Patrons Circle

Siobhán Hapaska‘Final Practice’, 2007

Siobhán Hapaska’s work forges discordant connections, incorporating objects that range from palm trees to buffalo skulls, goat skins to old socks. She has cited influences as everything from aspirin to uncluttered space, from rock pools to clean windows.

In 2007 Outset supported Hapaska’s residency at Camden Arts Centre, culminating in her first solo exhibition in London for twelve years. While the work that Hapaska presented at her first major solo show, Saint Christopher Legless at the Institute of Contemporary Arts in 1995 had highly finished metallic fibreglass surfaces, these abstracted accretions of texture in her new work always suggest the organic. Reflecting on what has changed, in her work Dry Spring (image no. 4) she explores themes of fertility and potential, using copper pipes, artificial flowers, jute rope and resin.
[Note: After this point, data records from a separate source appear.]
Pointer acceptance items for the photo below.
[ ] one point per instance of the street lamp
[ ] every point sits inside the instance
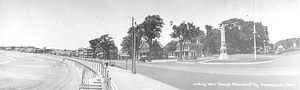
(133, 56)
(223, 49)
(254, 31)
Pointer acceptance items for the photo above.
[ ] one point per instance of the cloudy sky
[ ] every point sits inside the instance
(70, 24)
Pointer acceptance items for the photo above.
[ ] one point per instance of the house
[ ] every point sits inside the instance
(122, 55)
(156, 51)
(190, 50)
(85, 53)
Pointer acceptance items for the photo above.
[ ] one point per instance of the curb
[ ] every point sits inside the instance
(249, 63)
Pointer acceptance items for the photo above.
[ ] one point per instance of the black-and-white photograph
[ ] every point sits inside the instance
(149, 45)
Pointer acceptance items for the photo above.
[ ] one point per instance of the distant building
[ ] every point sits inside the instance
(191, 50)
(85, 53)
(156, 51)
(122, 55)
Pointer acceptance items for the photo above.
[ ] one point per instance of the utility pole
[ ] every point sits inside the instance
(254, 31)
(133, 56)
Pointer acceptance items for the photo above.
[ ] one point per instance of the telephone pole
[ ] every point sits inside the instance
(254, 31)
(133, 56)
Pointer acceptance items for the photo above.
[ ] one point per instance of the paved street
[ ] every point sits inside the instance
(282, 74)
(26, 71)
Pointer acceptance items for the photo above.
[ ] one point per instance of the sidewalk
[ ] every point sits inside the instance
(125, 80)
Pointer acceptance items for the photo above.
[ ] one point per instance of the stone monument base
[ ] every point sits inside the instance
(223, 56)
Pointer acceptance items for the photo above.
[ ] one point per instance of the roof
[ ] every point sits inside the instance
(160, 45)
(122, 52)
(144, 44)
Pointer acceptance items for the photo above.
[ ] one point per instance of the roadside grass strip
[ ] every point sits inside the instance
(239, 62)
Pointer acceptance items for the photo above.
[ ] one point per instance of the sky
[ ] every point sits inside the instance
(70, 24)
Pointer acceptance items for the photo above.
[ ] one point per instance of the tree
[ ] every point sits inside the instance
(239, 35)
(170, 47)
(127, 43)
(106, 44)
(151, 28)
(183, 33)
(93, 45)
(288, 43)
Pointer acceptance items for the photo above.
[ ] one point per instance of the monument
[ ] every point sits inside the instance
(223, 49)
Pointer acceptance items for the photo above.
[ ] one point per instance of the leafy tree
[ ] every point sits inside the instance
(93, 45)
(183, 33)
(151, 27)
(106, 44)
(239, 35)
(170, 47)
(127, 43)
(288, 43)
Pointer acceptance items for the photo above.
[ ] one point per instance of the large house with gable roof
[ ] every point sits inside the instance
(156, 51)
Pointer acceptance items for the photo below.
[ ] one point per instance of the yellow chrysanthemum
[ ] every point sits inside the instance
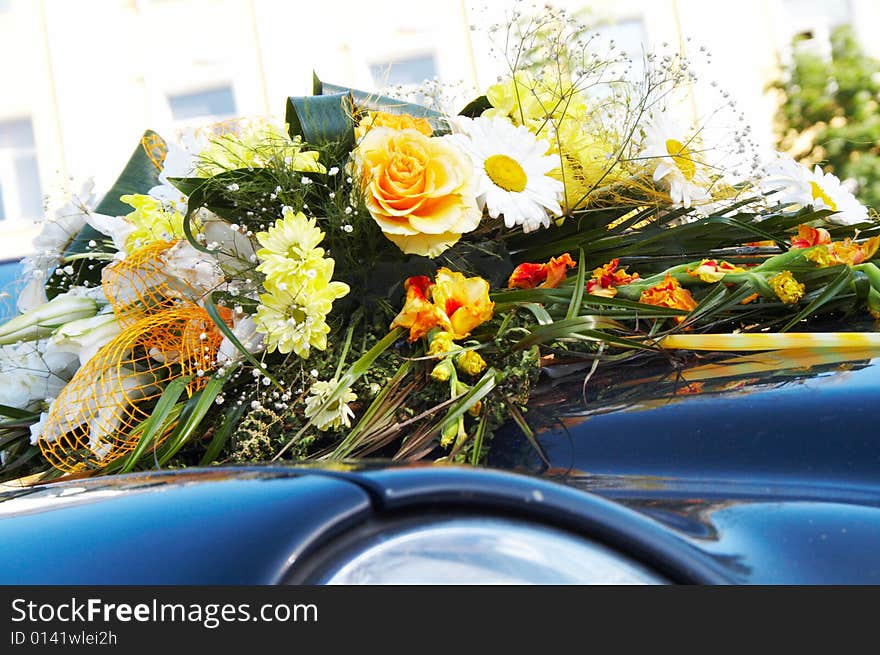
(470, 362)
(152, 222)
(787, 289)
(290, 248)
(300, 293)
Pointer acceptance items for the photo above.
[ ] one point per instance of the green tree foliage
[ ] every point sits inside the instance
(829, 112)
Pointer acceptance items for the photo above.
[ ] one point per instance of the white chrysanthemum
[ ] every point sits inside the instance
(511, 166)
(326, 415)
(795, 184)
(31, 375)
(669, 150)
(54, 238)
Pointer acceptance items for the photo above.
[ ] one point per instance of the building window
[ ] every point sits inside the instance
(629, 38)
(829, 13)
(218, 102)
(404, 71)
(21, 196)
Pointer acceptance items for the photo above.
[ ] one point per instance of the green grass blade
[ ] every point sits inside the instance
(579, 286)
(158, 420)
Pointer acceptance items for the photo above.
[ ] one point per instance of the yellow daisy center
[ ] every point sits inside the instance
(819, 194)
(506, 172)
(682, 157)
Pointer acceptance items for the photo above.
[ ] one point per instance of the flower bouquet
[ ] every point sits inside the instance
(376, 278)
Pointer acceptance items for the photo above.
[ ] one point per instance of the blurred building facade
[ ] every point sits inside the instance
(81, 80)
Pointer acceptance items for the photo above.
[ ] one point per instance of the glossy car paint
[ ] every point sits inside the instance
(766, 471)
(772, 469)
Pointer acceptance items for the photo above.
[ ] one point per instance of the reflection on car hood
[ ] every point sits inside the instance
(769, 464)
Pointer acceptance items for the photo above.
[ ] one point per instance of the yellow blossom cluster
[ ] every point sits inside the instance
(300, 290)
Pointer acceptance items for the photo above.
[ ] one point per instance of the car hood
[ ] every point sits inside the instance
(759, 469)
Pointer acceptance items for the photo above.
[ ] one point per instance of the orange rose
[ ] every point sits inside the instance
(669, 293)
(394, 121)
(418, 189)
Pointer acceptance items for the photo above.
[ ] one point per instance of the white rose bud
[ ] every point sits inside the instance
(41, 321)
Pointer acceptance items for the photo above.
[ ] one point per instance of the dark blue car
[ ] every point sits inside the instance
(722, 468)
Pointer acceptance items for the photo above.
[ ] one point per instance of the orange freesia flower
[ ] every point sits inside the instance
(464, 300)
(452, 302)
(669, 293)
(549, 275)
(419, 314)
(606, 278)
(710, 270)
(844, 252)
(810, 236)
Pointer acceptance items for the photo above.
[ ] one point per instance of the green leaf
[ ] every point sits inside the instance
(579, 286)
(476, 107)
(222, 433)
(160, 418)
(463, 403)
(322, 119)
(211, 308)
(139, 176)
(354, 372)
(834, 287)
(192, 416)
(374, 102)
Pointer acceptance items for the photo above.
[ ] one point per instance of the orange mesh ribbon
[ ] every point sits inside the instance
(165, 335)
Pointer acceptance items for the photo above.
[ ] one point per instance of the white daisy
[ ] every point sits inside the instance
(671, 151)
(795, 184)
(511, 166)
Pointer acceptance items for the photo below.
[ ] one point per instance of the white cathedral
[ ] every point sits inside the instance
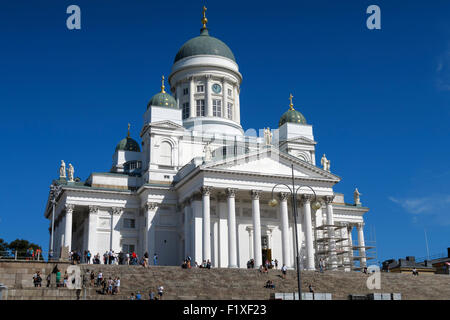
(198, 186)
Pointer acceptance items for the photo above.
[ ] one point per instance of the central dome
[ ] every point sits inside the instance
(204, 44)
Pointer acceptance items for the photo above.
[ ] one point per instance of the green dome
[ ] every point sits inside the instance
(293, 116)
(128, 144)
(204, 44)
(163, 99)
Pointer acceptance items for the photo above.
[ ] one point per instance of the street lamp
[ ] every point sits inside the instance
(315, 205)
(55, 190)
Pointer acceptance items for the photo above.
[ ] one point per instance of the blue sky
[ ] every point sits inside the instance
(378, 99)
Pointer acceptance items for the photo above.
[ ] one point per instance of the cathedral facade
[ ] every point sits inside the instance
(197, 186)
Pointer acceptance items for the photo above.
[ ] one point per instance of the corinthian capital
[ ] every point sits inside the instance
(283, 196)
(116, 210)
(206, 190)
(93, 209)
(231, 193)
(255, 194)
(328, 199)
(151, 206)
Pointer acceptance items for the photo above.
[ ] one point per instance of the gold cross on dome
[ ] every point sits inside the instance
(204, 20)
(162, 85)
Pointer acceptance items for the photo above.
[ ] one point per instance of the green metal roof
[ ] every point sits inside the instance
(128, 144)
(293, 116)
(163, 99)
(204, 44)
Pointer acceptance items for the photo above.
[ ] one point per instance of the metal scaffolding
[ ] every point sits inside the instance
(328, 236)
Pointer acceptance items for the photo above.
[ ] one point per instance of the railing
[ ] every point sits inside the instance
(432, 257)
(22, 255)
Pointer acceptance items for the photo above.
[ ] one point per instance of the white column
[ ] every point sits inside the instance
(350, 244)
(257, 250)
(208, 102)
(206, 253)
(115, 234)
(330, 221)
(196, 245)
(149, 230)
(92, 230)
(236, 111)
(192, 105)
(68, 226)
(310, 265)
(223, 234)
(361, 244)
(285, 229)
(232, 254)
(187, 229)
(225, 99)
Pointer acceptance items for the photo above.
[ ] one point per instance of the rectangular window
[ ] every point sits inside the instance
(200, 108)
(217, 108)
(129, 223)
(186, 110)
(230, 110)
(128, 248)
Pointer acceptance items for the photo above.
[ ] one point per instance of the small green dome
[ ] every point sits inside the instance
(204, 44)
(162, 99)
(293, 116)
(128, 144)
Meanwhile, Becoming Cyclonic (image no. 2) is a reworking of an earlier sculpture titled Far (1995) evokes a monstrous animal-like form, covered in goatskin, fur and agate armour. Hapaska’s use and variation of different surfaces and textures suggests the coexistence of – seemingly contradictory – concepts of ugly and beautiful, peace and war, love and hate. Thus, ultimately, the artist lets the viewer explore and interpret according to their imagination.